Johnson and Johnson to Use 3D Printing to Heal Broken Bones

A unit inside of Johnson and Johnson focused on bone health announced an acquisition this morning that will allow them to help heal patient's broken bones with 3d printing.
The technology from Tissue Regeneration Systems, Inc. (TRS) will now be a part of DePuy Synthes Products, Inc, an arm of J&J, and is implemented by creating implantable bone-like components that absorb inside the body naturally to heal broken bones and other bone deformities. 
"We are systematically investing in building a pipeline of 3D printed products," said Ciro Römer, Company Group Chairman of DePuy Synthes. "The TRS technology, which will be added to the DePuy Synthes Trauma Platform, is the latest example of how we are working toward developing next-generation technologies that transform healthcare delivery with individualized solutions for patients."
johnson and johnson 3d printing
Top orthodpedic hospitals across the country - including top tier organizations such as the Hospital for Special Surgery in New York - are using 3d printing to offer customized health care solutions to their patients instead of standardized products.
If you need a knee implant, wouldn't you rather have an implant designed specifically for your body as opposed to one built for thousands of other people?

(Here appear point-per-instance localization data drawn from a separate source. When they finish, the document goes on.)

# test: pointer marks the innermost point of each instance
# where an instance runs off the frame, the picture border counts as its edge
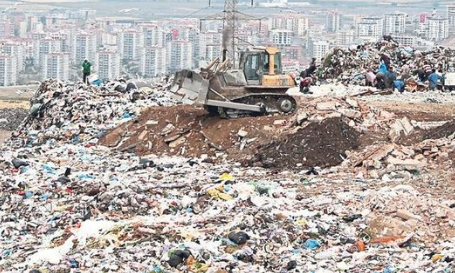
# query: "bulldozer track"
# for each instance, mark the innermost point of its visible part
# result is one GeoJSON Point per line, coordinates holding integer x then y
{"type": "Point", "coordinates": [272, 103]}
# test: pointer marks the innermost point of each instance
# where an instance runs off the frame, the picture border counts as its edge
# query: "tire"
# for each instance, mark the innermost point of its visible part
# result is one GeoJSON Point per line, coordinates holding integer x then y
{"type": "Point", "coordinates": [286, 105]}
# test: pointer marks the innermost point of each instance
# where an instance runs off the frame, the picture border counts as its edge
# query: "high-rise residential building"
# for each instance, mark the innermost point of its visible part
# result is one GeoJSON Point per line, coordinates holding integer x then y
{"type": "Point", "coordinates": [405, 40]}
{"type": "Point", "coordinates": [84, 47]}
{"type": "Point", "coordinates": [153, 35]}
{"type": "Point", "coordinates": [333, 21]}
{"type": "Point", "coordinates": [16, 50]}
{"type": "Point", "coordinates": [319, 49]}
{"type": "Point", "coordinates": [179, 55]}
{"type": "Point", "coordinates": [437, 29]}
{"type": "Point", "coordinates": [394, 23]}
{"type": "Point", "coordinates": [8, 71]}
{"type": "Point", "coordinates": [107, 65]}
{"type": "Point", "coordinates": [191, 34]}
{"type": "Point", "coordinates": [154, 61]}
{"type": "Point", "coordinates": [210, 43]}
{"type": "Point", "coordinates": [346, 37]}
{"type": "Point", "coordinates": [46, 46]}
{"type": "Point", "coordinates": [299, 24]}
{"type": "Point", "coordinates": [281, 37]}
{"type": "Point", "coordinates": [451, 16]}
{"type": "Point", "coordinates": [130, 44]}
{"type": "Point", "coordinates": [6, 29]}
{"type": "Point", "coordinates": [56, 66]}
{"type": "Point", "coordinates": [370, 27]}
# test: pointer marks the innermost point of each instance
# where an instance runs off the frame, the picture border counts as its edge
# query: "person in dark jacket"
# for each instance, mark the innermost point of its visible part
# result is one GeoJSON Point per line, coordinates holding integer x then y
{"type": "Point", "coordinates": [386, 60]}
{"type": "Point", "coordinates": [86, 69]}
{"type": "Point", "coordinates": [390, 77]}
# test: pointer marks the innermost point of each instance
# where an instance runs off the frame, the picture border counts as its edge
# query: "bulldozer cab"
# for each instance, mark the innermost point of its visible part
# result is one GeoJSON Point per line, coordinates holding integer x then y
{"type": "Point", "coordinates": [257, 63]}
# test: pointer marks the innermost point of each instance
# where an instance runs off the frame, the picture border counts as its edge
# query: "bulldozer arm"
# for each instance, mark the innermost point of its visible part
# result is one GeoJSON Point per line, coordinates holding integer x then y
{"type": "Point", "coordinates": [191, 88]}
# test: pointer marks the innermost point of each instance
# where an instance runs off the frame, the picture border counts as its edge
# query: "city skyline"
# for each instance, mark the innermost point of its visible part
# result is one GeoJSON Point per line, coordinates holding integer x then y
{"type": "Point", "coordinates": [52, 44]}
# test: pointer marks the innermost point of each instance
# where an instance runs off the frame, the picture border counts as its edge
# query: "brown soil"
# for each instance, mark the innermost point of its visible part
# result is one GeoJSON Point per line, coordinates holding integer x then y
{"type": "Point", "coordinates": [322, 145]}
{"type": "Point", "coordinates": [204, 134]}
{"type": "Point", "coordinates": [418, 111]}
{"type": "Point", "coordinates": [441, 131]}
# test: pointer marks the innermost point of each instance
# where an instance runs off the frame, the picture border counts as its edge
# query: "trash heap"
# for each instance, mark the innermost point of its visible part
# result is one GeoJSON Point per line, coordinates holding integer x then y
{"type": "Point", "coordinates": [11, 118]}
{"type": "Point", "coordinates": [72, 205]}
{"type": "Point", "coordinates": [348, 66]}
{"type": "Point", "coordinates": [394, 160]}
{"type": "Point", "coordinates": [355, 113]}
{"type": "Point", "coordinates": [76, 112]}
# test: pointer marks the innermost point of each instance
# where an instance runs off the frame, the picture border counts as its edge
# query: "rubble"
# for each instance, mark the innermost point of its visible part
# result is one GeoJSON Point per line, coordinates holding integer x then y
{"type": "Point", "coordinates": [96, 182]}
{"type": "Point", "coordinates": [11, 118]}
{"type": "Point", "coordinates": [348, 66]}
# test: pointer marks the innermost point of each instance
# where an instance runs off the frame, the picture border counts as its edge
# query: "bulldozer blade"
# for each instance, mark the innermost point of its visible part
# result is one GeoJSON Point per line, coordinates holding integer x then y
{"type": "Point", "coordinates": [189, 87]}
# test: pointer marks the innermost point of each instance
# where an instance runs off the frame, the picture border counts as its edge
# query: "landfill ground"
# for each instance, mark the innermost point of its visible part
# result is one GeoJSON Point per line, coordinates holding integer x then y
{"type": "Point", "coordinates": [10, 101]}
{"type": "Point", "coordinates": [103, 181]}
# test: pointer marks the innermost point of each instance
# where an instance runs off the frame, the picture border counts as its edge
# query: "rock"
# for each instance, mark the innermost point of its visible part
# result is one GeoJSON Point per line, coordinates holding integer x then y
{"type": "Point", "coordinates": [172, 138]}
{"type": "Point", "coordinates": [326, 106]}
{"type": "Point", "coordinates": [178, 257]}
{"type": "Point", "coordinates": [301, 118]}
{"type": "Point", "coordinates": [280, 122]}
{"type": "Point", "coordinates": [177, 142]}
{"type": "Point", "coordinates": [407, 126]}
{"type": "Point", "coordinates": [238, 237]}
{"type": "Point", "coordinates": [352, 102]}
{"type": "Point", "coordinates": [242, 133]}
{"type": "Point", "coordinates": [291, 265]}
{"type": "Point", "coordinates": [406, 215]}
{"type": "Point", "coordinates": [350, 113]}
{"type": "Point", "coordinates": [383, 226]}
{"type": "Point", "coordinates": [17, 163]}
{"type": "Point", "coordinates": [168, 129]}
{"type": "Point", "coordinates": [151, 122]}
{"type": "Point", "coordinates": [406, 164]}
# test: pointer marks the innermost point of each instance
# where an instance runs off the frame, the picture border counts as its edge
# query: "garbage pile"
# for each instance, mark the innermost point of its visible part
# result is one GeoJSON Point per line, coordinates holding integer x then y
{"type": "Point", "coordinates": [254, 141]}
{"type": "Point", "coordinates": [348, 66]}
{"type": "Point", "coordinates": [71, 204]}
{"type": "Point", "coordinates": [73, 112]}
{"type": "Point", "coordinates": [394, 161]}
{"type": "Point", "coordinates": [10, 119]}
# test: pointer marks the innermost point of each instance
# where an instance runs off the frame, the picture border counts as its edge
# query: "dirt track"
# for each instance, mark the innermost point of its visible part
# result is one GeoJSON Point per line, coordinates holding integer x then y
{"type": "Point", "coordinates": [418, 111]}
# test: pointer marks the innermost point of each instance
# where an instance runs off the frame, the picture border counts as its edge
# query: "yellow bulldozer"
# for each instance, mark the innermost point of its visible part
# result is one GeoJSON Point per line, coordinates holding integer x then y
{"type": "Point", "coordinates": [258, 86]}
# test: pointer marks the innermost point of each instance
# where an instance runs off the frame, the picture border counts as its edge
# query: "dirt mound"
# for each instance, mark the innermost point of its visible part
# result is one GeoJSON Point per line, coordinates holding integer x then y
{"type": "Point", "coordinates": [441, 131]}
{"type": "Point", "coordinates": [10, 118]}
{"type": "Point", "coordinates": [190, 131]}
{"type": "Point", "coordinates": [318, 144]}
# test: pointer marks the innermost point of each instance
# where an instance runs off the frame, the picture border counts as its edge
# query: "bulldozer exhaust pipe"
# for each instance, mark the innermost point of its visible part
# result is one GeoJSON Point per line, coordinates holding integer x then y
{"type": "Point", "coordinates": [224, 54]}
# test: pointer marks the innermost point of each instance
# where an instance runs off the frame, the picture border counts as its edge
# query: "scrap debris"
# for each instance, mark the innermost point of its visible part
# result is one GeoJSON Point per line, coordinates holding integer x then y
{"type": "Point", "coordinates": [93, 180]}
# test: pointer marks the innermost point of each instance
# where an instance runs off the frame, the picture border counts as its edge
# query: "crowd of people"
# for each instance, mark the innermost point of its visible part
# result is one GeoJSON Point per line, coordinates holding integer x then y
{"type": "Point", "coordinates": [384, 65]}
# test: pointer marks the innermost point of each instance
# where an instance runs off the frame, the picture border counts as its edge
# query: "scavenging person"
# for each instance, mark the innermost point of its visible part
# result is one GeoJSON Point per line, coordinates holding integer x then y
{"type": "Point", "coordinates": [86, 68]}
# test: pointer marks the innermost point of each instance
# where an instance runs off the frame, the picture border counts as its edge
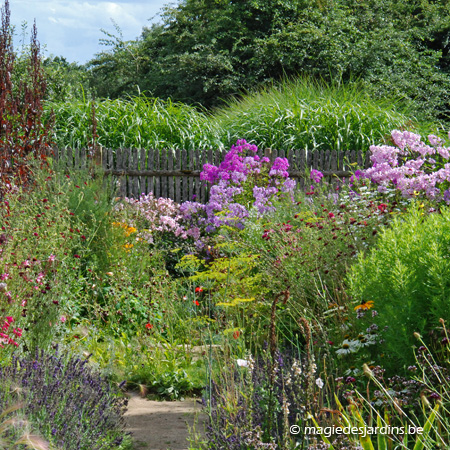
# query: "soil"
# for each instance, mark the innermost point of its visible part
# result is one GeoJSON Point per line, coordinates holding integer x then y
{"type": "Point", "coordinates": [163, 425]}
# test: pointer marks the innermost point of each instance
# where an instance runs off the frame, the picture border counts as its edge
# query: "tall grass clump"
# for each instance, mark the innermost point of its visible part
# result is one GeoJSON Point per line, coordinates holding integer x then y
{"type": "Point", "coordinates": [139, 122]}
{"type": "Point", "coordinates": [306, 114]}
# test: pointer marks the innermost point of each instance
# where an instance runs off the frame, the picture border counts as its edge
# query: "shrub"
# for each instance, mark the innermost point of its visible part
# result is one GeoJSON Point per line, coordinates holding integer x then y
{"type": "Point", "coordinates": [23, 134]}
{"type": "Point", "coordinates": [406, 277]}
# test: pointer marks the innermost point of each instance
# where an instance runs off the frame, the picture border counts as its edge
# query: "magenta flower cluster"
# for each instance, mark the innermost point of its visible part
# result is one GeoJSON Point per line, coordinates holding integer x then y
{"type": "Point", "coordinates": [154, 216]}
{"type": "Point", "coordinates": [241, 182]}
{"type": "Point", "coordinates": [411, 166]}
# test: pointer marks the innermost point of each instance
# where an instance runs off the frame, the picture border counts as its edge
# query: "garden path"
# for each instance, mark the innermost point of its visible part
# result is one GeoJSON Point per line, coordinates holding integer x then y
{"type": "Point", "coordinates": [162, 425]}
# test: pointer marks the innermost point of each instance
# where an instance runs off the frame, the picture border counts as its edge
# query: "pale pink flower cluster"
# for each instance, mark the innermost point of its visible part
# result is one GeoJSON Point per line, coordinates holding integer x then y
{"type": "Point", "coordinates": [156, 215]}
{"type": "Point", "coordinates": [411, 166]}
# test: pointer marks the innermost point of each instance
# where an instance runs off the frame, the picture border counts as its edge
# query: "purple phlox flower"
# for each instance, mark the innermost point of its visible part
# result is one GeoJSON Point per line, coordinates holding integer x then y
{"type": "Point", "coordinates": [316, 175]}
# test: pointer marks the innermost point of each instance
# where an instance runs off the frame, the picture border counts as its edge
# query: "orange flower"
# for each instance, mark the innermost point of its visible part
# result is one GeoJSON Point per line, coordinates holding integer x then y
{"type": "Point", "coordinates": [366, 305]}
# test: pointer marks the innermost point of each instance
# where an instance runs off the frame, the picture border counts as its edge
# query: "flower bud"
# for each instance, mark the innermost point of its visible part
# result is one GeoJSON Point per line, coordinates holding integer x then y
{"type": "Point", "coordinates": [367, 370]}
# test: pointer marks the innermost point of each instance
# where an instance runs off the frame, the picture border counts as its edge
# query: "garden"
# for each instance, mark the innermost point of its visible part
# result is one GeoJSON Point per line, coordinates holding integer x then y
{"type": "Point", "coordinates": [312, 318]}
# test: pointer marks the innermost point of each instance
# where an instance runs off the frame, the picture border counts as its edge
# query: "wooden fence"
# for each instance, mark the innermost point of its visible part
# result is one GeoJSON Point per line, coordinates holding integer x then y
{"type": "Point", "coordinates": [176, 173]}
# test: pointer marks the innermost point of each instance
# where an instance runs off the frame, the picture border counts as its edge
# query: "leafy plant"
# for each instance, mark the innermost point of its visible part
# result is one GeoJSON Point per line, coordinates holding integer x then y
{"type": "Point", "coordinates": [405, 276]}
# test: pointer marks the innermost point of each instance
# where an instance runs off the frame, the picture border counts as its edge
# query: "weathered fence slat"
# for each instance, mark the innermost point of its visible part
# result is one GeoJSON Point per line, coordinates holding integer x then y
{"type": "Point", "coordinates": [175, 174]}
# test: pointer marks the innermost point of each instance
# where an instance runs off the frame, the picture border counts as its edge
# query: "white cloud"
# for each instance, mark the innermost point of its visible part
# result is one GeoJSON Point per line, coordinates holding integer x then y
{"type": "Point", "coordinates": [71, 28]}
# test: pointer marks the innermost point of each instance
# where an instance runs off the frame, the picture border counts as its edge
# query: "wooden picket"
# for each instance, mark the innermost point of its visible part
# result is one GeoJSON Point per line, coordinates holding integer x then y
{"type": "Point", "coordinates": [176, 173]}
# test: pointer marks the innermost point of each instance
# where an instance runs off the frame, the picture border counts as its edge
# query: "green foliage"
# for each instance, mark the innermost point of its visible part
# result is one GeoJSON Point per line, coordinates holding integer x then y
{"type": "Point", "coordinates": [139, 122]}
{"type": "Point", "coordinates": [65, 81]}
{"type": "Point", "coordinates": [407, 277]}
{"type": "Point", "coordinates": [304, 114]}
{"type": "Point", "coordinates": [294, 114]}
{"type": "Point", "coordinates": [14, 433]}
{"type": "Point", "coordinates": [205, 51]}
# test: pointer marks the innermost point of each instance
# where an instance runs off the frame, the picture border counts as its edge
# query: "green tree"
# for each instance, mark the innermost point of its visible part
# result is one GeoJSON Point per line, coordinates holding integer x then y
{"type": "Point", "coordinates": [202, 51]}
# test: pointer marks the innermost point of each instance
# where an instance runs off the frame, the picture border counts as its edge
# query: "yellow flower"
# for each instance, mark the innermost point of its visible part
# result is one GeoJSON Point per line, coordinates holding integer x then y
{"type": "Point", "coordinates": [366, 305]}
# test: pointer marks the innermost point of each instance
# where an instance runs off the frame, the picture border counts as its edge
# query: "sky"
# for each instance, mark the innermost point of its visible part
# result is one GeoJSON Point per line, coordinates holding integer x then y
{"type": "Point", "coordinates": [72, 28]}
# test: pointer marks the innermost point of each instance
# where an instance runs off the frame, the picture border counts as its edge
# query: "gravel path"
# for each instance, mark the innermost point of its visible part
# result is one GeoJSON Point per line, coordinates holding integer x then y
{"type": "Point", "coordinates": [162, 425]}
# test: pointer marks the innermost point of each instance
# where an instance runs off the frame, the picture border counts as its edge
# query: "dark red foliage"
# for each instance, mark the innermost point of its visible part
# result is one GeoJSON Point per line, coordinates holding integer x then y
{"type": "Point", "coordinates": [23, 136]}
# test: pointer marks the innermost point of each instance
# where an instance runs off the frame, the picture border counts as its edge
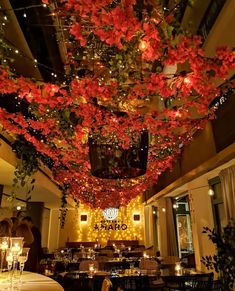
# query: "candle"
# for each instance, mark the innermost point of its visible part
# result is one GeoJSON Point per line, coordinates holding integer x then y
{"type": "Point", "coordinates": [4, 245]}
{"type": "Point", "coordinates": [16, 248]}
{"type": "Point", "coordinates": [9, 258]}
{"type": "Point", "coordinates": [178, 268]}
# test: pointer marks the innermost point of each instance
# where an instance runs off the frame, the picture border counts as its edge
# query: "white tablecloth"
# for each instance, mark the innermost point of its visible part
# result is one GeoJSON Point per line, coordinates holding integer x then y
{"type": "Point", "coordinates": [30, 282]}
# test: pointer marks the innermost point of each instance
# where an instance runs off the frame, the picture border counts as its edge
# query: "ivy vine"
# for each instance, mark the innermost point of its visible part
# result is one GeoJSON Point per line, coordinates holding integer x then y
{"type": "Point", "coordinates": [27, 165]}
{"type": "Point", "coordinates": [64, 203]}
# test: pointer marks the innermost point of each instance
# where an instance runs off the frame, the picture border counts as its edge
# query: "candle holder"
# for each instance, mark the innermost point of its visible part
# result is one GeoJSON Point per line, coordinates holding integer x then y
{"type": "Point", "coordinates": [91, 270]}
{"type": "Point", "coordinates": [22, 258]}
{"type": "Point", "coordinates": [16, 246]}
{"type": "Point", "coordinates": [4, 244]}
{"type": "Point", "coordinates": [178, 268]}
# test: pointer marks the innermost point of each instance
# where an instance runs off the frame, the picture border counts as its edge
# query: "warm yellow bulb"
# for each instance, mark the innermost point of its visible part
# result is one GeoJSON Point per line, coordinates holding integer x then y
{"type": "Point", "coordinates": [142, 45]}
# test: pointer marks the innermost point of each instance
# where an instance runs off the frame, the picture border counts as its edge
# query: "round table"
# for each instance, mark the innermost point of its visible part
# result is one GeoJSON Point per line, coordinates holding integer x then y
{"type": "Point", "coordinates": [30, 282]}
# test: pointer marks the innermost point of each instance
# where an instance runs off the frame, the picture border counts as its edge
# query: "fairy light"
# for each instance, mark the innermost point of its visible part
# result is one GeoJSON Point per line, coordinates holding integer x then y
{"type": "Point", "coordinates": [86, 232]}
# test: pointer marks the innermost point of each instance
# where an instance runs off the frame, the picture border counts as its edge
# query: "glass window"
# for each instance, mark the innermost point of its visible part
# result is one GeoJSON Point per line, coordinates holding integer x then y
{"type": "Point", "coordinates": [183, 226]}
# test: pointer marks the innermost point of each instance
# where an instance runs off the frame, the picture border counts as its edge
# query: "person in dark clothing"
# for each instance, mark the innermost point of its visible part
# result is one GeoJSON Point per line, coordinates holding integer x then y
{"type": "Point", "coordinates": [35, 253]}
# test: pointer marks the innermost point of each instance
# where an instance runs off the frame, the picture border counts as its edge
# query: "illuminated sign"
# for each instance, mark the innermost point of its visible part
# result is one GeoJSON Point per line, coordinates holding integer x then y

"The acquisition of the TRS technology by DePuy Synthes is testament to our ability to identify and work collaboratively with promising early-stage companies and entrepreneurs to accelerate bringing innovative new products to market," said Robert G. Urban, PhD, Global Head, Johnson & Johnson Innovation. "We are excited at the potential this technology holds to help improve patient outcomes."
Health care is an industry that analysts expect to be significantly affected by advancements in 3d printing technology, along with aerospace and automotive, proven by recent announcements by Boeing and Ford.